Background:  Asthma exacerbations represent the main source of costs and morbidity in asthma care, and drugs specifically designed to prevent exacerbations are needed. A prerequisite is to dispose of a precise knowledge of inflammatory events leading to exacerbations. Objective:  To study T‐cell activation during exacerbations from severe refractory asthmatics. Methods:  Proportions of blood T‐cell interleukin (IL)‐13, interferon‐γ, IL‐4, IL‐5, IL‐10 production and of CD4+CD25+ high CD62L+CD45RO+ [T regulatory (Treg)] cells were determined by flow cytometry. Blood cytokine mRNA was studied by reverse transcription‐polymerase chain reaction and the respective protein levels were determined by cytokine beads array. Depletion of Treg cells was performed to study their activation. T‐cell cytokines were detected in parallel in induced sputum. Results:  At baseline, T helper 2 (Th2) cells were increased in asthmatics, whereas T helper 1 (Th1) and Treg T cells were decreased.
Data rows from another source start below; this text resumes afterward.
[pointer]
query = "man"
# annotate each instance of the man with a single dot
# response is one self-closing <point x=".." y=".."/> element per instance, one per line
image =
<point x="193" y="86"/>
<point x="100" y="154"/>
T helper 2 cells increased before exacerbations, followed by Th1 cells, in blood and induced sputum, albeit Treg cells decreased in parallel with IL‐10‐producing T cells. Concordant results were found at the mRNA level. The suppressive activity of Treg cells was impaired during exacerbations compared to baseline. Conclusions:  New insights are given into pathophysiology of asthma exacerbations: Although at baseline T‐cell activation is Th2‐biased, a mixed Th1/Th2 activation occurs during exacerbations. The Treg cell deficiency found at baseline in SRA increases during exacerbations.